I was one of four children, and all six of us lived in a place with one and a half rooms. We had a big bed where the four of us kids slept together. It was fun, actually, and I didn't feel like I was missing anything, because everyone around us was in the same situation. We ate meat once a month and otherwise, just had foods like cabbage and potatoes. We had no toilet. In the morning, we had to pee in a bucket and then carry that bucket to the public toilet, which was really just a big hole in the ground. 

We were trained very well in the art of survival. But I was lucky that my parents worked very hard so that my siblings and I could go to the university. I studied international trade, which was also lucky—because after I graduated, China opened up to the markets of the world. First, I worked for government-owned businesses. When China began allowing private companies, I started my own trade business. 

Through my work, I met the man who became my husband, an American.
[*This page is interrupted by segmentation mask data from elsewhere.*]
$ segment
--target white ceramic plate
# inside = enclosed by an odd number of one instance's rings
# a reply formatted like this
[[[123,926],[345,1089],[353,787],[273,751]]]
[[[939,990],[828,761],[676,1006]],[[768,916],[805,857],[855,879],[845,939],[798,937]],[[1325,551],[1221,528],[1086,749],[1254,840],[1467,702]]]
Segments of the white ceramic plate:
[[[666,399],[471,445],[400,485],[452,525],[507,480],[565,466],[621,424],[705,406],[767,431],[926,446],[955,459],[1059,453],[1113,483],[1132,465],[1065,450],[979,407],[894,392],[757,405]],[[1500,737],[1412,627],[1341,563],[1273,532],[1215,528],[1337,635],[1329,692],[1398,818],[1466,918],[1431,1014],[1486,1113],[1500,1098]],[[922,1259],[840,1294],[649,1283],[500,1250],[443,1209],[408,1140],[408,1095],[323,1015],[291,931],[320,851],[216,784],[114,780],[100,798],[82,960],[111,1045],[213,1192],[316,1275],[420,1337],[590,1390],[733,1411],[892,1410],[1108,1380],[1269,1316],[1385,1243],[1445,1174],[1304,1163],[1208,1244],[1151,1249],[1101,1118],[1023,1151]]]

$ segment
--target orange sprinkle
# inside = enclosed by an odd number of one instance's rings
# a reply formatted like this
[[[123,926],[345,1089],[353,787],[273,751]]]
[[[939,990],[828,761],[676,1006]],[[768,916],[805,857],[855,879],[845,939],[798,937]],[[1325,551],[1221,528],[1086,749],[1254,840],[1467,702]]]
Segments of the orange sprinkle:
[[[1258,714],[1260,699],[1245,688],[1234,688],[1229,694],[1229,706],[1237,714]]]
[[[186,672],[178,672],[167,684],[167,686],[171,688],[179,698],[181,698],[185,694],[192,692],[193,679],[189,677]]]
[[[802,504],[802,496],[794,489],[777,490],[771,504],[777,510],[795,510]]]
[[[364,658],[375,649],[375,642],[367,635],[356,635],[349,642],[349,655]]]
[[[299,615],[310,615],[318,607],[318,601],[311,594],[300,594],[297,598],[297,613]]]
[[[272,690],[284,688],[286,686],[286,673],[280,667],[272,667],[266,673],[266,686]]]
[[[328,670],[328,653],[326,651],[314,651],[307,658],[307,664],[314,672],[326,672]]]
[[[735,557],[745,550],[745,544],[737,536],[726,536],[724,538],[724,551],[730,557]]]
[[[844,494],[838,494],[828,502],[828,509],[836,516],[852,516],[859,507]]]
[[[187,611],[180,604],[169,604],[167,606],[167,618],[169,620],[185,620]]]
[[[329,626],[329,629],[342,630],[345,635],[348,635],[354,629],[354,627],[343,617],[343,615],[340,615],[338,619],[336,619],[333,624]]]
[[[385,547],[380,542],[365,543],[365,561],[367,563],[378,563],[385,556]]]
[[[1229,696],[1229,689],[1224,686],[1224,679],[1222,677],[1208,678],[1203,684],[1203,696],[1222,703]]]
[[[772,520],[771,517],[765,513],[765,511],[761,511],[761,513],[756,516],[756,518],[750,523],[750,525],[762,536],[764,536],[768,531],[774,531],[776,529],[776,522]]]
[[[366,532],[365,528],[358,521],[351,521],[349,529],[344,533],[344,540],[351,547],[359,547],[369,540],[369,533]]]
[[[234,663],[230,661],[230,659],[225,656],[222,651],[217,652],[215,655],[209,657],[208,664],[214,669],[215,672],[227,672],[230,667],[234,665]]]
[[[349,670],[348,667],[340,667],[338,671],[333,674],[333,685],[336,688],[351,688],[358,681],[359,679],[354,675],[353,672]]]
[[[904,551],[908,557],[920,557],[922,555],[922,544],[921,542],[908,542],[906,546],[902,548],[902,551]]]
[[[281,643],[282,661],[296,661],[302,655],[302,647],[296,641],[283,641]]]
I immigrated to America at age 35 when we married, but after five years, our relationship wasn’t going well. After we divorced, I started looking for a partner on dating apps. I tried hard to meet people, but the relationships never went anywhere—because I had trouble being who I was. I couldn’t express myself without feeling shame. 

I discovered Orgasmic Meditation at a Tony Robbins event, where they had an OM demonstration. The event made a big impression on me, because I realized that I had many layers of protection around myself that were keeping me stuck. This was due to a feeling of scarcity that was deep in my roots. Because of the way I had grown up, I felt like I had to fight to get what I wanted, even in my relationships. It was time to peel off the layers of protection around me.

When I OMed for the first time, I was frightened. But what made me feel safe enough to pull my pants down was the container of OM. It was just 15 minutes, with clear boundaries. It was also a practice—and I could relate to that because of my culture. We were trained to be soldiers, and to be successful, we had to practice. 

If you had told me it was all about pleasure, I might not have done it. I would have felt guilty. But there was an element of discipline and also a devotional aspect to OM that felt safe to me. It’s a meditation. It might bring up very high levels of sensation, but you are still in the meditation, and you are in it with others.

Early on in my journey with OM, I had to grasp the concept of having no attachment. I would think, Do I need to connect with this person, the stroker, after we OM? I’d even have crazy thoughts like, Should I marry him? But with more practice, that kind of thinking went away. Now, non-attachment is one of the most enjoyable parts of the practice for me. When negative emotions come up in daily life, I can stay with them and feel them and say where they come from.

Through the practice of giving adjustments to my partner who is stroking me, OM teaches me to be in the moment, and also to be discerning. Most of all, it teaches me to express what I want, and this has created a huge shift in me. 

Now, I have a much better relationship with my parents because I can express my emotions. Before, I couldn’t express my anger, frustration, or resentment. I am more open to showing them my true, authentic myself—and they have accepted that. I feel more connected as well with my siblings and friends. 

I feel at peace with my body, my hungers and desires, and I am much more confident because of OM. Back when I lived in China, I didn’t know how to approach men that I liked. Instead of approaching someone, I would make a circle around them and torture myself about it. Now, I can approach people and just enjoy the connection. My body is alive again.